Tools or the Answer to Our Prayers?

When I see this question I tend to cringe a little because of the history of technology in the classroom. I am reminded of my stroll through education as a student to being a teacher. I have developed many opinions regarding the use of media in the classroom for instruction. As a teacher, I have a fuller understanding of intentions but I still pause to consider all of the decisions surrounding the issue that have changed the outcomes. I would like to spend time discussing my interpretations of technology over the last 100 years.

I am a firm believer that the idea of bringing technology into the classroom for instruction was pure and with the best of intentions. I had a teacher in the 1970’s who spoke of D-Day and all that happened on that day and the following days. The charm of that class was that the teacher was on the beaches 6 June 1941 and the information he brought to us was from his views as he observed and not from a text or description. Not everyone has that opportunity and in many cases, those chances are slipping away every day. I believe that if every student heard the stories of my teacher they would have a greater understanding of World War II. As it now stands we have to access that knowledge from others sources. As teachers, we need to find ways to bring these things into the classroom and give the students the chance to have him tell it in his own words and watch his face as he tells the stories and every expression adds to the words he is speaking. It is this drive that has lead teachers to seek opportunities to bring media into the classroom. 

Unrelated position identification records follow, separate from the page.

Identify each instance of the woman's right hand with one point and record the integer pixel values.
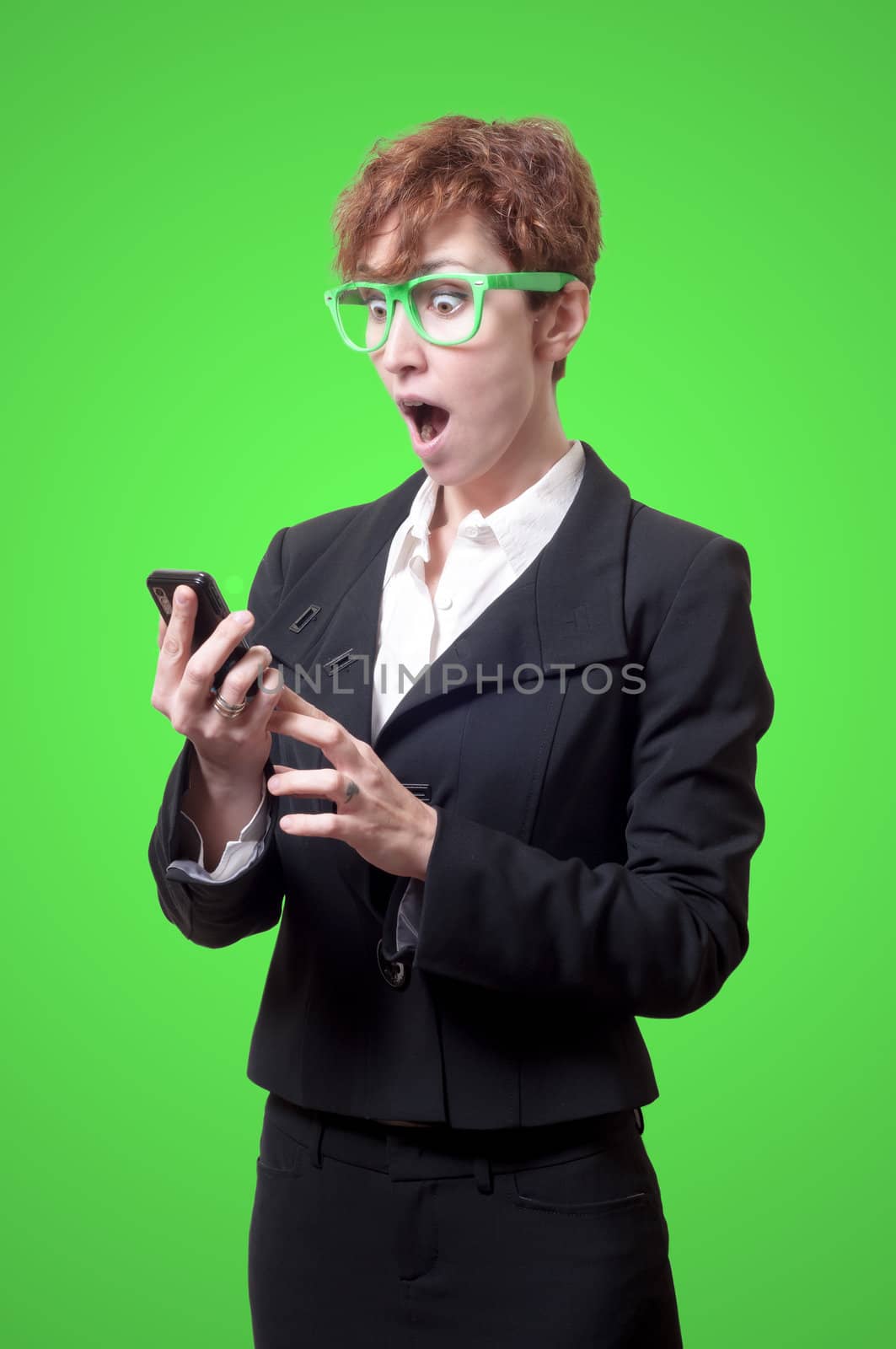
(233, 749)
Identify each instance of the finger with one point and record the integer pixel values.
(174, 651)
(330, 735)
(204, 664)
(238, 681)
(292, 701)
(325, 782)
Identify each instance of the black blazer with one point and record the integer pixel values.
(591, 856)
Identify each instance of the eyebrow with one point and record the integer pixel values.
(431, 265)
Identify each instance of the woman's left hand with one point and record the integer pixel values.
(375, 814)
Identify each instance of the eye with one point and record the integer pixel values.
(453, 300)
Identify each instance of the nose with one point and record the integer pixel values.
(404, 346)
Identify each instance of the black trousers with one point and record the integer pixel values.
(373, 1238)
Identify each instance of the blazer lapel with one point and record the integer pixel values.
(566, 607)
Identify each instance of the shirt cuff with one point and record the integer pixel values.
(238, 856)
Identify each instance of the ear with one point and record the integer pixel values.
(563, 321)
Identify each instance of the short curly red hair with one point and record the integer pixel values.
(527, 181)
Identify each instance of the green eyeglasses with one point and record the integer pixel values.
(444, 308)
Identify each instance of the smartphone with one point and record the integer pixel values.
(211, 610)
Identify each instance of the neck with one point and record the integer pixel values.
(530, 454)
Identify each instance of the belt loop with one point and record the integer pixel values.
(482, 1171)
(314, 1142)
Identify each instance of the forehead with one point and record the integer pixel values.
(453, 240)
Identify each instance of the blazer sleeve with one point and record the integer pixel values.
(220, 912)
(659, 934)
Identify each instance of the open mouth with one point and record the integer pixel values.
(428, 420)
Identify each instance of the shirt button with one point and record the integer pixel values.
(394, 971)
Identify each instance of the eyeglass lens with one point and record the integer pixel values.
(444, 308)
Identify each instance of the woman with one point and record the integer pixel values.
(491, 872)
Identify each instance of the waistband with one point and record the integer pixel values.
(440, 1151)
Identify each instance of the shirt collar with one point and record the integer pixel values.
(521, 526)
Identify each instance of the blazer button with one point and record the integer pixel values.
(394, 971)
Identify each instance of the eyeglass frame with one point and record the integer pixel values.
(539, 281)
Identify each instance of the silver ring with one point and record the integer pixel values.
(228, 710)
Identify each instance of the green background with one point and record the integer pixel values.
(174, 393)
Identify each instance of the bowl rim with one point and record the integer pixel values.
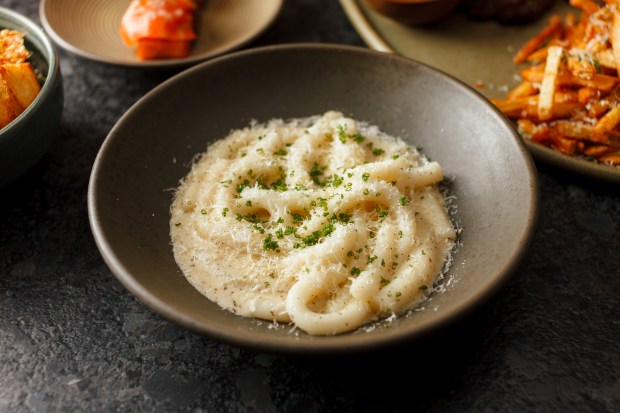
(341, 343)
(53, 71)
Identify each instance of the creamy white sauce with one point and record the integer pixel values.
(325, 222)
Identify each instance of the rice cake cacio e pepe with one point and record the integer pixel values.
(325, 222)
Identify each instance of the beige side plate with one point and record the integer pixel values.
(91, 28)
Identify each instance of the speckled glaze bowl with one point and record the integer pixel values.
(24, 141)
(488, 171)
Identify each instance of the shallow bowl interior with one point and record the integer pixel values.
(25, 140)
(152, 146)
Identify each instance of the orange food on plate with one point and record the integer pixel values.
(19, 85)
(569, 97)
(159, 28)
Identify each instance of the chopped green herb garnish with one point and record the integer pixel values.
(270, 244)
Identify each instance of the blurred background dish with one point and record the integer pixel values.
(91, 28)
(487, 169)
(414, 11)
(25, 140)
(478, 52)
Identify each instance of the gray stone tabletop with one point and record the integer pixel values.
(72, 339)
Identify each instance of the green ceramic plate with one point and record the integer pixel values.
(476, 52)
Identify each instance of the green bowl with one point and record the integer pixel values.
(24, 141)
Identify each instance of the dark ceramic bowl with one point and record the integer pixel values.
(414, 11)
(24, 141)
(151, 148)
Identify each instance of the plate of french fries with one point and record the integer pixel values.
(555, 77)
(569, 98)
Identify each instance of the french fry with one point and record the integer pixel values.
(547, 87)
(609, 121)
(554, 25)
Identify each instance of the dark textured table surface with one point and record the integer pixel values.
(73, 339)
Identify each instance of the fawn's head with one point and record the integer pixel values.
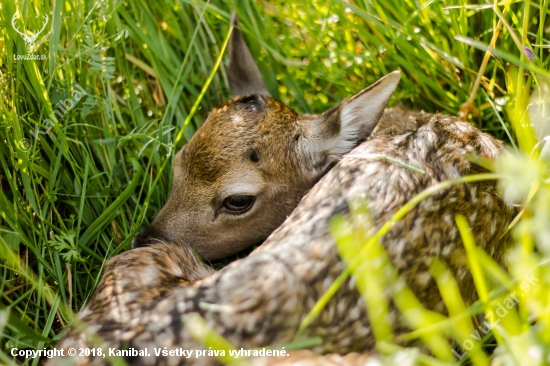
(247, 167)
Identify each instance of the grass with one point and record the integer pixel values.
(75, 196)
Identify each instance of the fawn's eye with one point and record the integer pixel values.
(238, 204)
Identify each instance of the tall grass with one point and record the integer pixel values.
(75, 196)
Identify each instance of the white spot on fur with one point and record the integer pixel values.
(423, 278)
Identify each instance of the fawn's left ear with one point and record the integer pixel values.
(338, 130)
(243, 73)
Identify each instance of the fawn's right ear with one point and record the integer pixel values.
(338, 130)
(243, 73)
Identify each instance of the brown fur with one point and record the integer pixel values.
(254, 145)
(263, 298)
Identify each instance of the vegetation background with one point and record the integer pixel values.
(75, 196)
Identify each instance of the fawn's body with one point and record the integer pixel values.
(262, 299)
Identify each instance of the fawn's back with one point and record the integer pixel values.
(262, 299)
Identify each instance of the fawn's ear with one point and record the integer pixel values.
(341, 128)
(243, 73)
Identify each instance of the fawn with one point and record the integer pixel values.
(253, 159)
(149, 297)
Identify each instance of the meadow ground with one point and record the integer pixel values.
(140, 77)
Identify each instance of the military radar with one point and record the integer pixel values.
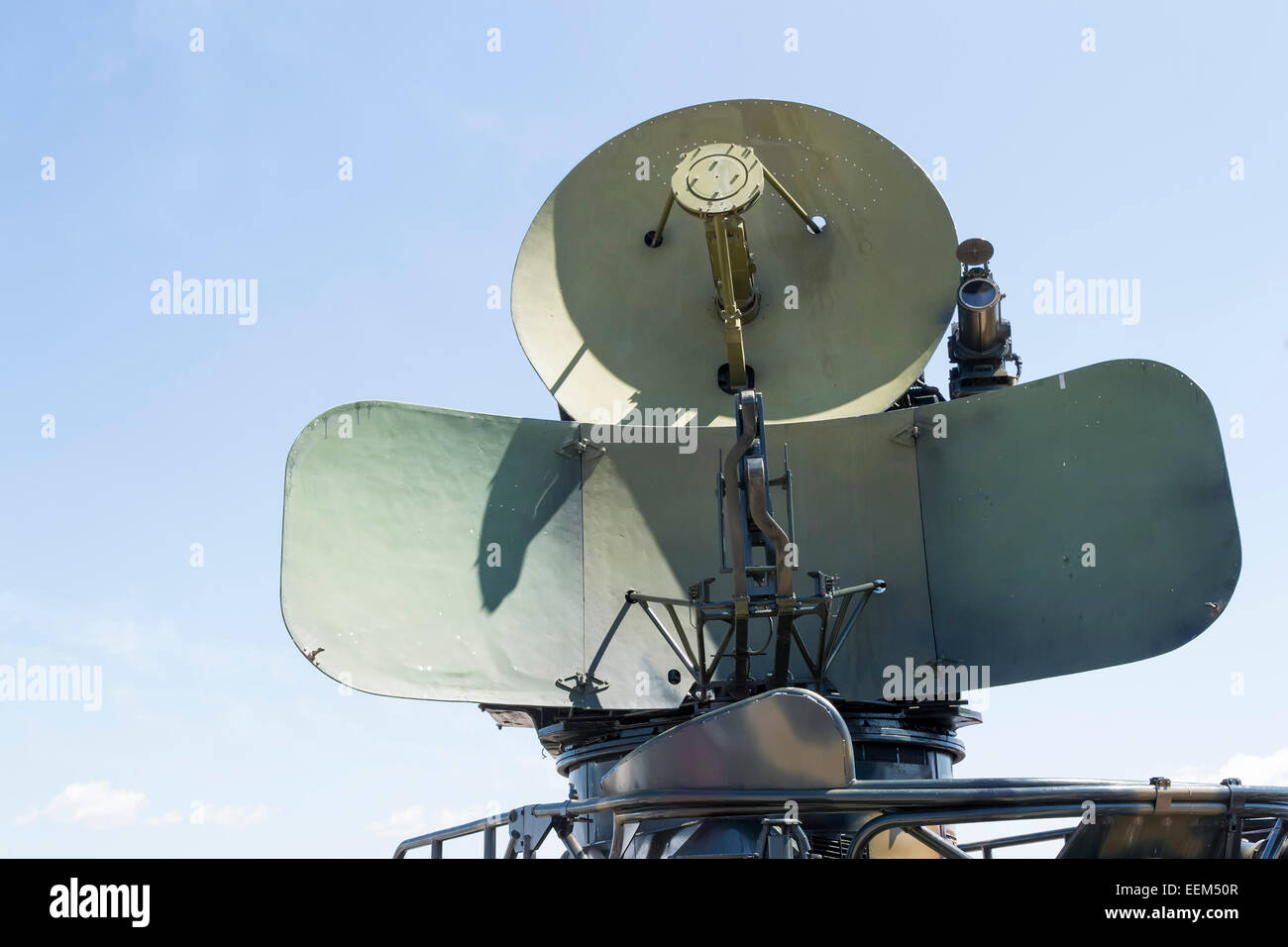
(742, 586)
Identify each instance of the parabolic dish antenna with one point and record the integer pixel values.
(829, 247)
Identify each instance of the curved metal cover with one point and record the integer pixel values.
(785, 738)
(609, 322)
(982, 532)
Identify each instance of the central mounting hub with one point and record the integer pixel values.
(717, 179)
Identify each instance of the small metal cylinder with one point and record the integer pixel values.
(978, 303)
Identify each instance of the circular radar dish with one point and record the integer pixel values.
(845, 317)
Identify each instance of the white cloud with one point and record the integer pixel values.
(227, 815)
(402, 825)
(95, 805)
(1252, 770)
(1258, 771)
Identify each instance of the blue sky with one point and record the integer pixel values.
(214, 736)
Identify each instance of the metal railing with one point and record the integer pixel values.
(910, 805)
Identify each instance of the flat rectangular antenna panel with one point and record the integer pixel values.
(1082, 521)
(1064, 525)
(436, 554)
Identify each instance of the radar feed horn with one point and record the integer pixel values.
(979, 346)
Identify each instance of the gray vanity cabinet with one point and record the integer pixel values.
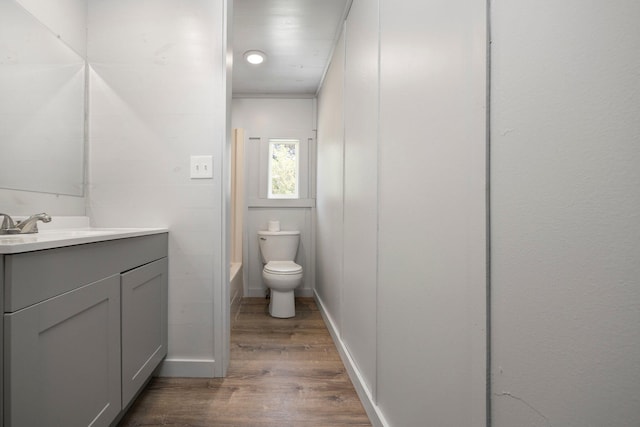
(144, 325)
(63, 353)
(84, 328)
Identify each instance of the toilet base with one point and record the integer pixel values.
(282, 304)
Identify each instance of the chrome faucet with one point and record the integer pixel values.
(8, 226)
(30, 225)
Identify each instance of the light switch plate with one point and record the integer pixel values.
(201, 167)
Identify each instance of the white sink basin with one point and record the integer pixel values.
(52, 238)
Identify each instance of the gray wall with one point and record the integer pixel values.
(157, 97)
(565, 179)
(401, 208)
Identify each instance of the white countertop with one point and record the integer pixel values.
(57, 238)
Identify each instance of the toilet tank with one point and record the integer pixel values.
(278, 245)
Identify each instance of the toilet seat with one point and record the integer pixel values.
(284, 268)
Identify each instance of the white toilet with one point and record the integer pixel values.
(281, 274)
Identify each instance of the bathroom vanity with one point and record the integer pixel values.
(84, 324)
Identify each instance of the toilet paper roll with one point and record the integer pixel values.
(274, 225)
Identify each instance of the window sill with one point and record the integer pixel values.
(281, 203)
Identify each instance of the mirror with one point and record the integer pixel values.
(42, 95)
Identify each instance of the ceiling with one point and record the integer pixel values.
(297, 36)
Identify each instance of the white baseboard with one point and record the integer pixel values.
(260, 293)
(373, 410)
(187, 368)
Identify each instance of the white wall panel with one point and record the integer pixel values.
(361, 188)
(157, 97)
(264, 118)
(431, 306)
(330, 203)
(565, 200)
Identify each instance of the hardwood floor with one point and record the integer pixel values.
(283, 372)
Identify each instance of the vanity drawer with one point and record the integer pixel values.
(32, 277)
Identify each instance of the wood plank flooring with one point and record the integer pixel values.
(283, 372)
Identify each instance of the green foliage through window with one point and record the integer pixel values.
(283, 168)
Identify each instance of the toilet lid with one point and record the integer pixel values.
(282, 267)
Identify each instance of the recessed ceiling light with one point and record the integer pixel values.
(255, 57)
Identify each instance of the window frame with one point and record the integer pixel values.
(272, 142)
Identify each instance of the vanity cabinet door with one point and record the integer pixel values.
(144, 325)
(62, 359)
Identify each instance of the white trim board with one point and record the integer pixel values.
(373, 411)
(187, 368)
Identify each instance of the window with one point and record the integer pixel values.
(284, 168)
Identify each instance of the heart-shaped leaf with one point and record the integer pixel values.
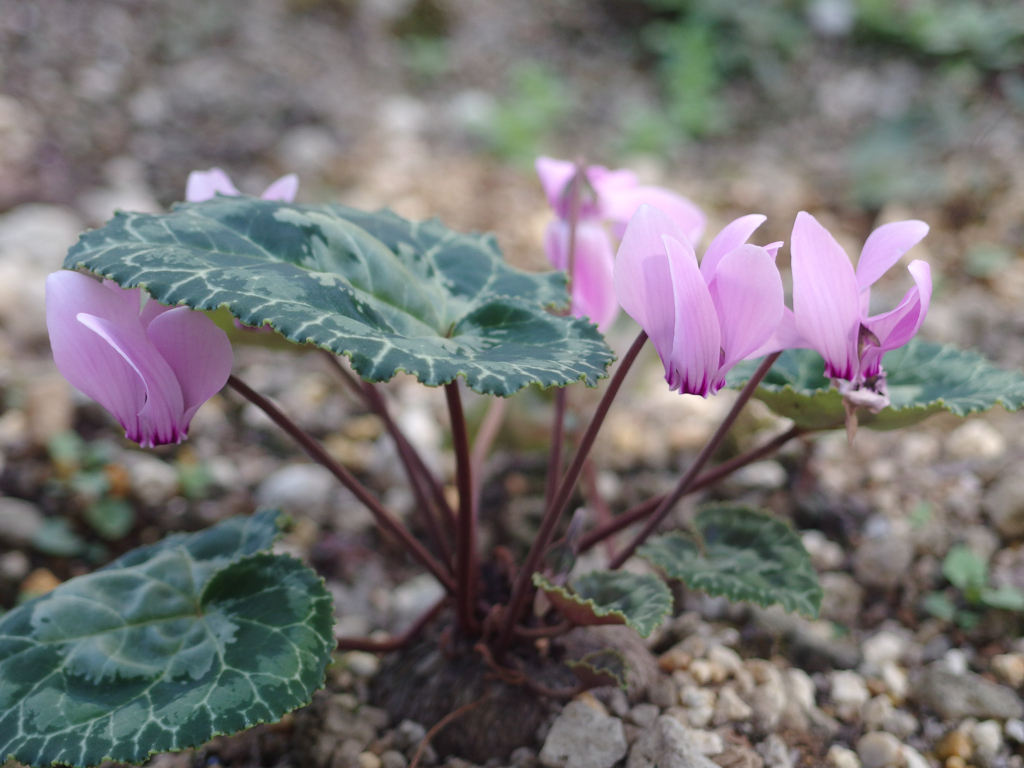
(743, 555)
(600, 668)
(611, 597)
(923, 379)
(390, 294)
(172, 644)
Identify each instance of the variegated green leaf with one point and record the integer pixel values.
(741, 554)
(168, 646)
(611, 597)
(390, 294)
(923, 379)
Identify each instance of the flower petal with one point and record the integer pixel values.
(748, 294)
(896, 328)
(197, 351)
(825, 299)
(696, 348)
(643, 278)
(158, 420)
(205, 185)
(555, 176)
(619, 205)
(734, 235)
(85, 359)
(885, 247)
(284, 188)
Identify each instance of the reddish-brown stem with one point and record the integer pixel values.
(483, 441)
(466, 531)
(710, 477)
(440, 725)
(522, 587)
(535, 633)
(320, 455)
(706, 453)
(393, 643)
(555, 457)
(422, 480)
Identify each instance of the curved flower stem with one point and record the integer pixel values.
(393, 643)
(555, 457)
(485, 436)
(320, 455)
(466, 532)
(558, 424)
(424, 484)
(686, 481)
(523, 582)
(710, 477)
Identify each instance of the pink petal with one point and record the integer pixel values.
(204, 185)
(158, 420)
(747, 290)
(85, 359)
(197, 351)
(825, 299)
(696, 348)
(555, 176)
(620, 205)
(284, 188)
(643, 278)
(732, 237)
(885, 247)
(896, 328)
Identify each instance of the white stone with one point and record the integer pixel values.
(825, 554)
(1014, 729)
(881, 648)
(849, 692)
(300, 489)
(666, 744)
(583, 737)
(1010, 667)
(975, 439)
(19, 521)
(912, 758)
(730, 708)
(880, 750)
(840, 757)
(987, 737)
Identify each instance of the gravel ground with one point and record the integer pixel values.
(118, 113)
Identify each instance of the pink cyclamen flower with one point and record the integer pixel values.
(151, 366)
(830, 303)
(206, 184)
(610, 201)
(701, 320)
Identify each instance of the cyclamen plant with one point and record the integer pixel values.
(213, 632)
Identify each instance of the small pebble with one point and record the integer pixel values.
(849, 692)
(954, 743)
(1010, 667)
(1014, 729)
(879, 750)
(987, 737)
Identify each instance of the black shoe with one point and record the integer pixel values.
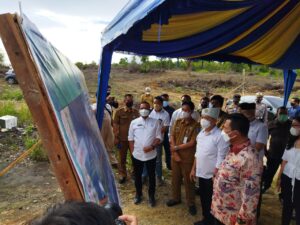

The use of modern technology goes back to when they would use radio to get information over large distances. You could have a Calculus teacher in one town and students could interact with him three towns over by the use of a radio in the room. It was this kind of expert use that made it easy for those hard to find teachers. The became more evident in the 1960’s with the use of television. I remember at 10:42 AM several days a week we would sit in my 4th-grade class and watch the Social Studies lesson on PBS that went with our school books. This was much easier than the teacher trying to get a movie from the district Media Library and it was much more interactive, or at least it was for those times. My favorite was a short movie about Colonial Williamsburg that starred Jack Lord who went on the star in Hawaii Five-O in later years. I always loved watching the movies and lessons at the time.


Trcano, Michael. “Interactive Radio Instruction : A Successful Permanent Pilot Project?”Edutech. The World Bank, 11 May 2010. Web. 23 Jan. 2017.